NASA Supports Planetary Origin Research at Wesleyan
Jim Greenwood, assistant professor of earth and environmental sciences, and Bill Herbst, the John Monroe Van Vleck Professor of Astronomy, professor of integrative sciences, have received a research award from NASA in the amount of $550,000 for a program titled “Experimental simulations of chondrule formation by radiative heating of hot planetesimals.”
The grant will allow Greenwood and Herbst to hire a post-doctoral fellow who will work in Greenwood’s lab in Exley Science Center to reproduce chondrules — small spherules of melted rock that formed early in the history of the solar system and hold clues to the origin of the planets.
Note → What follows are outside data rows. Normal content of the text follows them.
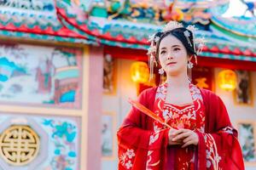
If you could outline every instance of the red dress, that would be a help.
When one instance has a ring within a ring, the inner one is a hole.
[[[197,146],[168,145],[169,129],[132,108],[118,132],[119,170],[244,169],[237,133],[222,100],[189,85],[193,104],[166,104],[166,84],[141,94],[138,101],[174,128],[194,130]]]

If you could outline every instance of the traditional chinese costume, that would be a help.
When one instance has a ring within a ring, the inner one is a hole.
[[[133,107],[118,131],[119,170],[243,170],[243,159],[226,108],[211,91],[189,85],[193,103],[166,102],[167,84],[143,91],[138,101],[173,128],[187,128],[198,145],[168,145],[169,128]]]

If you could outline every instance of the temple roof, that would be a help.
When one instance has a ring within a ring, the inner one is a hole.
[[[228,0],[4,2],[3,37],[147,49],[148,36],[177,20],[199,27],[196,36],[207,40],[202,56],[256,62],[256,19],[222,17]]]

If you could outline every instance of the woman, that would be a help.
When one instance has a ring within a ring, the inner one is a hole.
[[[197,55],[194,30],[172,21],[151,40],[150,70],[159,63],[167,80],[143,91],[138,102],[172,128],[133,107],[118,132],[119,170],[244,169],[224,103],[188,78]]]

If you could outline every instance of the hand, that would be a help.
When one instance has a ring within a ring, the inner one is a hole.
[[[177,132],[177,130],[174,129],[174,128],[171,128],[169,130],[168,133],[168,137],[169,137],[169,144],[170,145],[176,145],[176,144],[182,144],[182,140],[177,140],[177,141],[172,141],[173,138],[175,137],[173,134],[175,132]]]
[[[190,144],[194,144],[194,145],[198,144],[198,141],[199,141],[198,135],[192,130],[184,129],[184,128],[176,130],[173,133],[173,136],[175,137],[172,139],[172,142],[178,142],[180,140],[183,141],[182,148],[184,148]]]

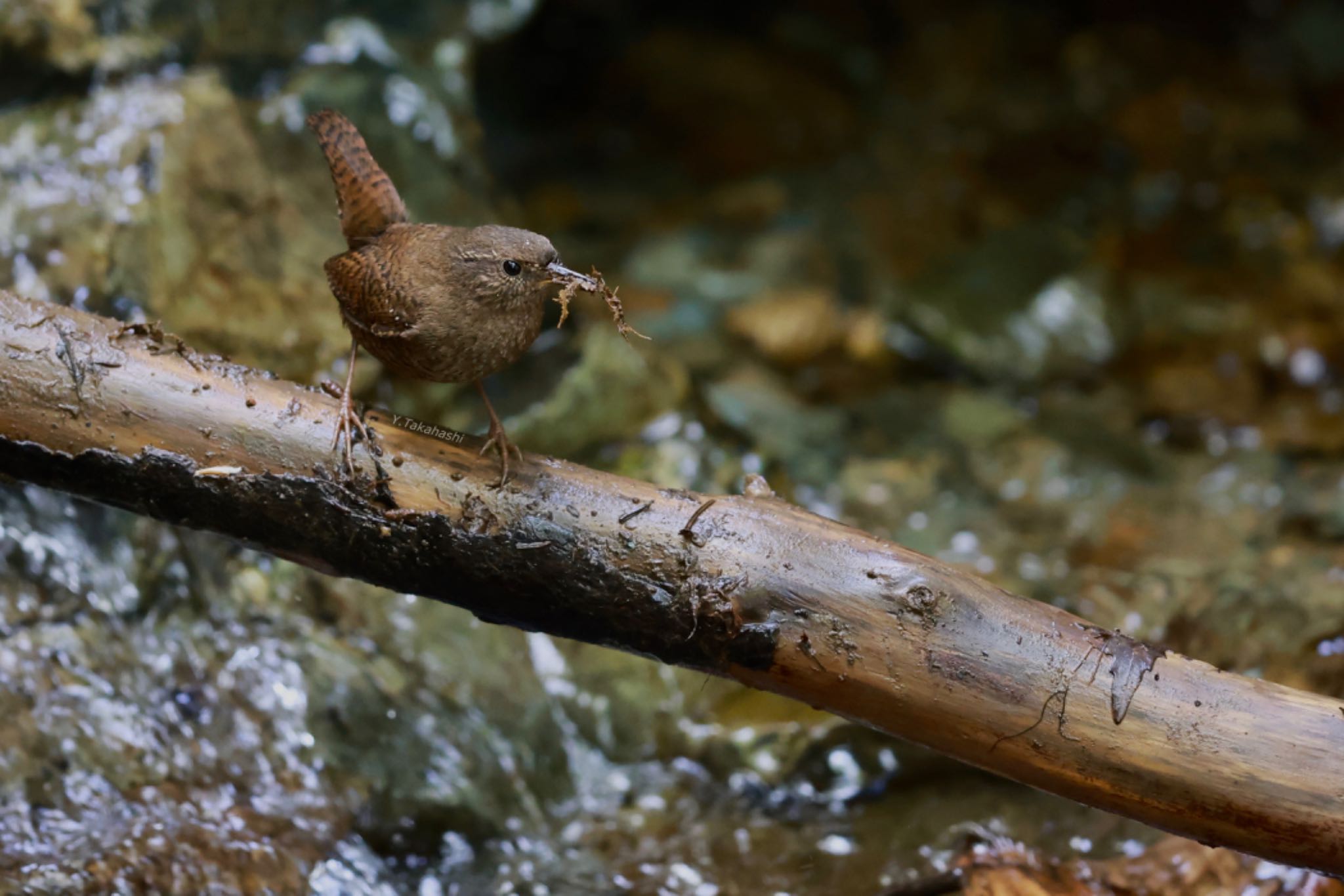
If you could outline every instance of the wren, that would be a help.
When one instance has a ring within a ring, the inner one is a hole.
[[[491,418],[481,454],[499,451],[504,485],[509,451],[523,455],[504,434],[481,382],[516,361],[542,332],[546,300],[556,283],[566,286],[566,300],[575,286],[605,286],[563,267],[540,234],[495,224],[409,223],[391,179],[345,116],[325,109],[309,116],[308,126],[327,156],[349,247],[324,265],[351,334],[332,450],[344,438],[345,467],[353,478],[355,433],[368,443],[351,400],[355,357],[363,347],[401,376],[474,384]]]

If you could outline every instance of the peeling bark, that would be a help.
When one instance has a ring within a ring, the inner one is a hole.
[[[478,438],[378,410],[380,454],[360,443],[348,486],[336,407],[157,328],[0,293],[0,472],[1344,873],[1337,701],[1097,629],[763,489],[700,496],[535,455],[499,489]]]

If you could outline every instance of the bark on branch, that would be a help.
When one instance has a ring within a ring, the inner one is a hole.
[[[618,388],[618,387],[617,387]],[[769,497],[367,420],[152,328],[0,293],[0,472],[333,575],[727,676],[1204,842],[1344,873],[1344,708],[1025,600]],[[375,473],[364,446],[356,454]],[[237,469],[233,469],[237,467]]]

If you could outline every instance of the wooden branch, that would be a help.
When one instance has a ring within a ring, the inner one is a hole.
[[[620,388],[613,383],[612,388]],[[773,497],[532,457],[336,402],[152,328],[0,293],[0,470],[333,575],[737,678],[1210,844],[1344,872],[1341,701],[1087,625]],[[710,502],[712,501],[712,504]]]

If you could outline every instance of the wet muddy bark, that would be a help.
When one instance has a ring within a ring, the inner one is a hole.
[[[617,388],[617,387],[614,387]],[[1344,872],[1344,707],[1097,629],[774,497],[659,489],[0,293],[0,473],[489,622],[737,678],[1208,844]]]

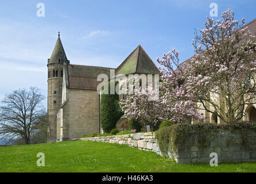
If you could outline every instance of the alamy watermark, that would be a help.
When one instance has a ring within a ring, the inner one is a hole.
[[[212,3],[210,4],[210,17],[218,17],[218,5],[216,3]]]
[[[45,156],[44,154],[39,152],[36,155],[36,157],[39,158],[39,159],[36,161],[36,164],[38,167],[44,167],[45,166]]]
[[[215,152],[210,153],[210,157],[212,158],[210,160],[210,166],[212,167],[218,166],[218,154]]]
[[[153,77],[153,75],[154,76]],[[148,94],[149,100],[159,98],[159,74],[115,75],[115,70],[110,70],[110,79],[106,74],[100,74],[97,81],[101,81],[97,87],[98,94],[118,95]],[[118,85],[115,85],[116,82]],[[108,86],[110,85],[110,86]]]

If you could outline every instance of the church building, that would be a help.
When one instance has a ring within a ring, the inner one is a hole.
[[[97,87],[100,74],[160,74],[160,71],[141,45],[116,68],[70,64],[59,32],[51,57],[48,59],[48,141],[82,137],[85,134],[102,133],[100,96]],[[126,120],[127,121],[127,120]],[[116,125],[126,123],[121,117]]]

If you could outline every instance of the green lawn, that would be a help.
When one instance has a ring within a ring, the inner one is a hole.
[[[38,167],[38,152],[46,166]],[[0,172],[255,172],[256,163],[180,164],[127,145],[82,141],[0,147]]]

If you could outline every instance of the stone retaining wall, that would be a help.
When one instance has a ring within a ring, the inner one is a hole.
[[[155,139],[155,132],[137,133],[104,137],[94,137],[80,139],[84,141],[92,141],[125,144],[139,150],[152,151],[160,154],[159,147]]]
[[[210,131],[207,132],[204,148],[200,146],[198,135],[191,132],[190,137],[176,145],[174,154],[169,152],[177,163],[209,163],[210,154],[217,153],[218,162],[256,161],[256,131],[248,130],[246,133],[241,129]],[[130,135],[82,138],[84,141],[125,144],[139,150],[151,151],[162,155],[155,139],[155,132],[138,133]]]

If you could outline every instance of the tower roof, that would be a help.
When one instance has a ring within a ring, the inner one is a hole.
[[[61,43],[59,32],[58,34],[58,39],[56,42],[55,46],[51,54],[51,57],[48,59],[48,64],[50,63],[69,63],[66,56],[65,51]]]
[[[160,72],[142,47],[139,45],[116,68],[116,74],[160,74]]]

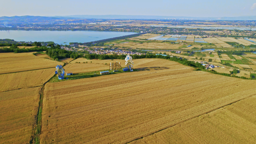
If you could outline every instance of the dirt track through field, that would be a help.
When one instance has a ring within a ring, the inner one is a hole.
[[[256,92],[252,81],[158,61],[168,66],[47,83],[41,143],[125,143]]]

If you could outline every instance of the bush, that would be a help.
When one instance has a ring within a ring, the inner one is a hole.
[[[238,71],[238,70],[233,70],[233,73],[234,73],[234,74],[237,74],[237,73],[238,73],[239,72],[239,71]]]

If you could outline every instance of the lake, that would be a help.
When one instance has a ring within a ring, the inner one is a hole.
[[[54,42],[84,43],[135,34],[132,32],[99,31],[0,31],[0,39],[19,42]]]

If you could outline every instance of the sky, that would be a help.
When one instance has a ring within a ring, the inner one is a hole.
[[[0,16],[135,15],[193,17],[256,15],[253,0],[0,0]]]

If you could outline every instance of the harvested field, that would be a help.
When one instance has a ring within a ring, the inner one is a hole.
[[[233,69],[229,69],[226,68],[223,68],[221,67],[214,67],[213,69],[218,73],[225,73],[226,74],[230,74],[229,71],[233,71]]]
[[[153,41],[152,41],[153,42]],[[162,42],[162,41],[159,41]],[[131,47],[134,49],[136,48],[140,49],[178,49],[179,47],[182,46],[182,45],[179,44],[171,44],[165,43],[156,43],[152,42],[149,43],[139,43],[129,42],[125,43],[121,43],[115,45],[115,46],[125,46]]]
[[[37,56],[33,53],[0,53],[0,74],[55,67],[63,63]]]
[[[55,74],[55,68],[0,74],[0,92],[42,85]]]
[[[88,60],[84,58],[79,58],[71,61],[70,63],[75,63],[76,62],[80,62],[80,63],[83,63],[83,62],[87,62],[88,64],[91,64],[91,64],[105,64],[107,63],[107,64],[109,65],[109,63],[110,63],[110,62],[116,62],[116,61],[118,61],[118,62],[121,62],[121,61],[124,62],[125,60],[118,59],[114,59],[113,61],[111,61],[111,59],[98,60],[98,59],[93,59]]]
[[[109,64],[107,65],[101,64],[69,64],[64,68],[66,71],[71,71],[75,74],[107,70],[109,68]]]
[[[243,99],[131,143],[255,143],[256,102]]]
[[[237,74],[235,76],[238,77],[244,77],[249,78],[250,73],[249,71],[239,71],[239,73]]]
[[[235,58],[235,59],[242,59],[243,58],[241,57],[240,56],[238,56],[237,55],[232,55],[232,56],[233,56]]]
[[[124,59],[114,59],[113,61],[111,59],[97,60],[90,59],[92,60],[92,63],[88,62],[88,63],[83,63],[85,60],[86,59],[83,58],[78,58],[64,67],[66,71],[72,71],[74,73],[85,73],[89,71],[94,71],[101,70],[105,70],[109,68],[110,62],[120,62],[122,67],[125,67],[125,61]],[[139,70],[146,68],[155,68],[159,67],[159,65],[164,65],[166,66],[168,64],[161,64],[161,61],[158,59],[133,59],[134,62],[133,64],[134,68]],[[80,62],[80,63],[75,63],[76,62]],[[150,63],[150,67],[148,67],[149,63]],[[106,65],[105,64],[107,63]]]
[[[28,144],[35,126],[40,88],[0,93],[0,144]]]
[[[36,54],[36,55],[42,58],[46,58],[49,59],[53,59],[52,58],[51,58],[50,56],[49,56],[48,55],[46,55],[46,54],[38,53]]]
[[[195,36],[191,36],[191,35],[189,35],[188,36],[188,37],[187,37],[187,38],[192,38],[193,39],[194,39],[194,38],[195,38]]]
[[[227,39],[226,37],[217,37],[217,39],[219,39],[220,40],[223,42],[234,42],[234,41],[231,40],[229,39]]]
[[[216,59],[215,59],[215,62],[221,62],[221,61],[220,60],[220,58],[216,58]]]
[[[244,43],[247,44],[247,45],[255,45],[255,43],[253,43],[252,42],[251,42],[250,41],[249,41],[247,40],[244,40],[243,39],[238,39],[238,40],[240,41],[240,42],[242,42],[243,43]]]
[[[247,54],[246,55],[243,55],[243,56],[247,57],[250,57],[251,58],[256,58],[256,55],[255,54]]]
[[[215,38],[215,37],[212,37],[211,38],[212,40],[214,40],[214,41],[216,42],[218,44],[222,46],[223,46],[224,48],[226,47],[231,47],[231,46],[230,45],[228,45],[228,44],[223,42],[223,41],[219,40],[219,39]]]
[[[238,68],[239,68],[239,69],[243,70],[244,69],[241,67],[240,65],[239,65],[239,64],[230,64],[231,65],[234,66],[234,67],[237,67]]]
[[[247,45],[247,44],[244,43],[244,42],[242,42],[241,41],[240,41],[240,40],[237,40],[235,39],[234,39],[232,37],[227,37],[226,38],[229,39],[229,40],[230,40],[232,41],[235,42],[236,43],[239,43],[240,44],[243,45],[245,46],[248,45]]]
[[[153,37],[156,37],[157,36],[159,36],[161,35],[161,34],[150,34],[150,33],[147,33],[145,34],[142,34],[141,36],[152,36]]]
[[[222,58],[224,58],[224,59],[231,59],[231,58],[228,57],[228,56],[227,55],[224,54],[221,54],[222,56]],[[234,59],[235,60],[235,59]]]
[[[247,64],[239,64],[239,65],[243,68],[252,68],[249,66],[249,65]]]
[[[59,59],[59,60],[61,61],[61,62],[68,63],[70,62],[71,61],[73,61],[73,60],[74,60],[74,59],[72,58],[64,58],[63,59]]]
[[[250,65],[250,67],[253,70],[256,70],[256,65]]]
[[[46,83],[41,143],[125,143],[256,92],[253,81],[194,71],[164,59],[148,61],[135,68],[155,68]]]

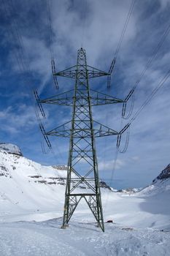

“The origin of chondrules has been a cosmochemical mystery for many decades,” Herbst said.
Herbst and Greenwood received the support to test a new theory that they have proposed, known as the “flyby” model. In a paper to the journal Icarus published in 2016, the scientists showed that primitive solar system material irradiated by hot magma during a close flyby of a planetesimal with incandescent lava on its surface could be responsible for the formation of at least some chondrules.
The grant, which comes from the NASA program “Emerging Worlds,” will allow them to test this theory in detail.
Their interdisciplinary research grew out of a seminar series sponsored by the Planetary Science group, which is rooted in the Astronomy and E&ES departments, but has a wide following among faculty in other science and non-science departments at Wesleyan.